Medellín es un ejemplo claro de esa conexión. El Valle de Aburrá cuenta con cerca de 4.200 cuerpos de agua, entre ríos, quebradas y acuíferos, lo que hace que casi todos sus habitantes estén a menos de quince minutos a pie de una fuente hídrica. El agua que llegaba a los hogares nace en páramos y ríos cercanos, se almacena en embalses como Río Grande II o Piedras Blancas, se potabiliza y circula por la ciudad. Luego, tras su uso, continúa su viaje por el río Medellín, que se une al río Porce, al río Nechí y finalmente al río Magdalena, el gran eje fluvial del país que desemboca en el mar Caribe. Así, cada gota que usamos en casa termina, tarde o temprano, en el océano.

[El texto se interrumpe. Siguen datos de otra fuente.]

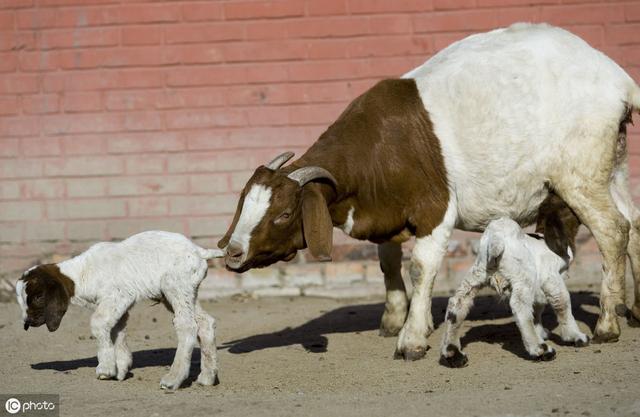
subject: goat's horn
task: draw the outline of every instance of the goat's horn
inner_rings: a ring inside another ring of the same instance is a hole
[[[293,155],[295,155],[293,152],[285,152],[283,154],[280,154],[276,156],[273,161],[267,164],[267,168],[274,171],[280,169],[280,167],[286,164],[289,159],[293,158]]]
[[[319,178],[328,179],[333,183],[333,185],[337,185],[338,182],[333,175],[329,171],[320,167],[303,167],[298,168],[293,171],[291,174],[287,175],[289,179],[296,181],[302,187],[309,181],[317,180]]]

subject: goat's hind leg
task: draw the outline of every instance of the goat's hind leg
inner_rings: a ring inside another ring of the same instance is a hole
[[[196,322],[200,342],[200,375],[196,382],[200,385],[218,383],[218,353],[216,348],[216,321],[196,302]]]
[[[440,348],[440,364],[450,368],[467,366],[467,355],[462,352],[460,344],[460,327],[469,314],[473,299],[484,285],[484,281],[480,276],[470,273],[462,281],[455,295],[449,298],[444,319],[447,327]]]
[[[409,302],[402,281],[402,246],[386,242],[378,245],[380,269],[384,274],[386,300],[380,320],[380,336],[397,336],[407,318]]]

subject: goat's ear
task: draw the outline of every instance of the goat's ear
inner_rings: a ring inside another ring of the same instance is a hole
[[[227,233],[218,241],[218,247],[220,249],[224,249],[229,245],[229,240],[231,239],[231,235],[233,231],[236,229],[236,224],[238,224],[238,219],[240,218],[240,212],[242,211],[242,206],[244,204],[244,195],[240,196],[238,200],[238,207],[236,207],[236,214],[233,216],[233,220],[231,221],[231,226],[229,226],[229,230]]]
[[[302,229],[311,254],[319,261],[331,260],[333,223],[317,184],[302,187]]]
[[[47,329],[50,332],[58,330],[62,317],[69,307],[70,295],[62,285],[62,282],[56,277],[51,279],[46,291],[46,306],[44,308],[44,319]]]

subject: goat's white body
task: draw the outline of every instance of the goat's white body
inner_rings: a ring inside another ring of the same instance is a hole
[[[535,221],[546,184],[589,169],[616,135],[635,82],[577,36],[517,24],[465,38],[405,75],[440,140],[457,227]],[[569,160],[571,164],[564,164]]]
[[[101,379],[122,380],[131,367],[125,342],[127,312],[139,300],[163,300],[174,312],[178,349],[161,386],[176,389],[188,376],[191,352],[200,340],[201,373],[198,382],[211,385],[217,376],[215,321],[196,300],[207,274],[207,259],[222,256],[186,237],[148,231],[117,243],[102,242],[58,264],[75,284],[71,302],[92,308],[91,331],[98,343]]]
[[[533,358],[549,360],[555,356],[555,351],[544,343],[548,333],[540,318],[547,302],[558,316],[562,340],[586,345],[589,339],[573,318],[564,283],[568,266],[542,237],[525,234],[515,221],[501,218],[489,223],[471,271],[449,299],[441,347],[443,360],[454,367],[466,365],[458,331],[478,290],[487,285],[509,298],[525,349]]]

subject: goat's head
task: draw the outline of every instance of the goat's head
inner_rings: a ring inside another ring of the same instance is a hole
[[[255,170],[240,195],[238,207],[218,247],[226,248],[227,268],[244,272],[293,259],[309,247],[320,260],[331,259],[333,224],[318,182],[336,180],[320,167],[280,170],[286,152]]]
[[[26,271],[16,283],[16,296],[22,310],[24,329],[47,325],[58,329],[74,294],[73,281],[58,265],[38,265]]]

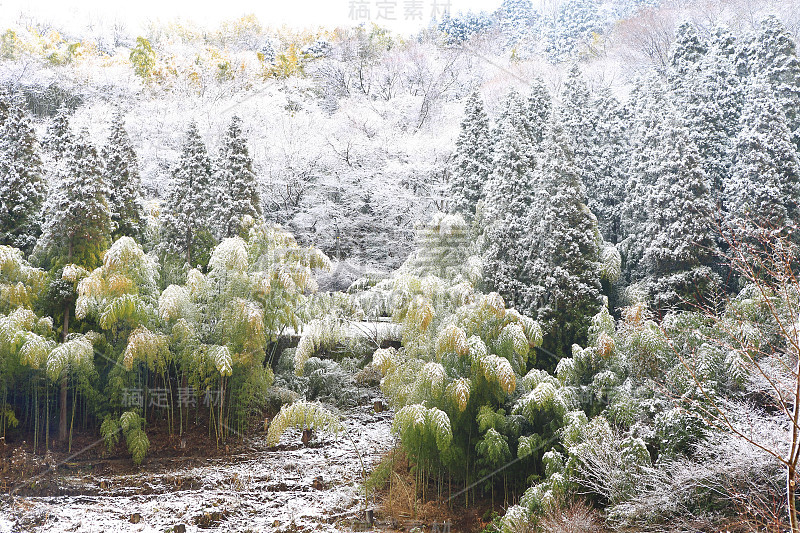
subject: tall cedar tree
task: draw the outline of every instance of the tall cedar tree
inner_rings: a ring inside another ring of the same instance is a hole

Foto: archivo Agenda del Mar

Esta premisa surgió de una pregunta simple. A finales de los años noventa, durante una charla en un colegio de Medellín, alguien quiso saber por qué el mar, tan lejano para sus estudiantes, tenía algo que ver con su vida diaria. La respuesta fue clara y contundente: “El mar empieza en casa”. La dijo Felipe Ospina, padre de María José Ospina y editor emérito de la Agenda del Mar, y desde entonces esa frase se convirtió en el corazón de una filosofía que hoy es más urgente que nunca.

Con los años, la ciencia ha respaldado esa intuición. Sabemos que más de la mitad del oxígeno que respiramos proviene del océano y que los ríos transportan hacia él lo mejor y lo peor de nuestras decisiones cotidianas. Sabemos también que la contaminación, el uso irresponsable del agua y la desconexión cultural tienen impactos acumulativos. Por eso, hablar de cultura oceánica no es solo hablar de biodiversidad marina, sino de hábitos, de consumo, de cuidado y de responsabilidad compartida.

Foto: archivo Agenda del Mar

Desde su origen en 1991, la Agenda del Mar ha trabajado bajo esa convicción: entender para cuidar y cuidar para actuar. Juegos, cartillas, libros, concursos de fotografía, campaña y ediciones impresas han sido vehículos para traducir datos, cifras y conocimientos científicos en experiencias sensibles que tocan la cabeza y llegan al corazón.

Hoy, cuando la crisis climática y la pérdida de biodiversidad nos interpelan como sociedad, el mar empieza en casa funciona como una brújula ética. Nos invita a mirar el agua que usamos, a preguntarnos de dónde viene ya dónde va, y a asumir que cada decisión—por pequeña que parezca—suma o resta en la salud del océano. No importa si vivimos en la costa, en la montaña o en una ciudad atravesada por ríos invisibles: el mar comienza en nosotros.

La invitación es clara y necesaria. Reconocer la conexión es el primer paso; actuar desde lo cotidiano es el siguiente. Cuidar el agua, apoyar procesos de educación y conservación, informarnos y participar son formas concretas de transformar nuestro pedacito de mar. Porque este es el único océano que tenemos y porque, hoy más que nunca, entender que el mar empieza en casa es una responsabilidad compartida y una oportunidad para cambiar la manera en que habitamos el planeta.